Chief market analyst at Onda, Edward Moya, says this pause will be a catalyst for gold prices to go up.
On gold, we will see more optimism when the Fed finishes raising rates, Moya said. The Fed seems likely to halt the monetary tightening cycle, and if the updated forecast remains that inflation will come very close to the target, it could be good news for the gold bulls. Gold volatility should rise as prices can break out of 1950 USD. to a trading range of $2,000.
On the other hand, experts believe that any surprises will have severe repercussions on gold's rise, and it may fall below $1,940 an ounce.
Especially that the Fed is not finished yet, but will pause to assess the situation, given that central banks around the world as we saw last week in Canada, Australia and Switzerland are still on the verge of raising interest rates.
The chief analyst at Capital Economics says that data from the labor market and inflation are strong evidence that the Fed will continue to raise rates later this summer.
Gold is not just waiting for the Fed
A day before the Fed's decision, US Consumer Price Index data will be released.
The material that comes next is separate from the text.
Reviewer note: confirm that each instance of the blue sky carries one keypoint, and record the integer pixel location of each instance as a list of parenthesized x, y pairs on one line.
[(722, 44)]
Inflation data is the most influential on market sentiment because it is the only guide that the Fed uses to determine whether or not to continue raising interest rates.
Some analysts believe that the Fed's decision hinges on this inflation report.
If core inflation comes in at 0.5% m/m or higher, instead of the expected 0.4%, the market view may shift in favor of a rate hike the next day, says ING chief economist James Knightley.
gold forecast
For the summer months, Suki Cooper, precious metals analyst at Standard Chartered, believes that gold may be poised for a slow downward move as investor appetite lacks conviction during a period of seasonally weak consumption.
On Friday, Cooper said the gold market is stuck in a comfortable range, and while there are risks that could push prices higher, the risks to the end of the year are increasingly bearish. We think the floor is well supported; In turn, prices are more likely to drift downward than crash.
Standard Chartered expects the gold price to average $1,975 an ounce in the second quarter and $1,925 in the third quarter.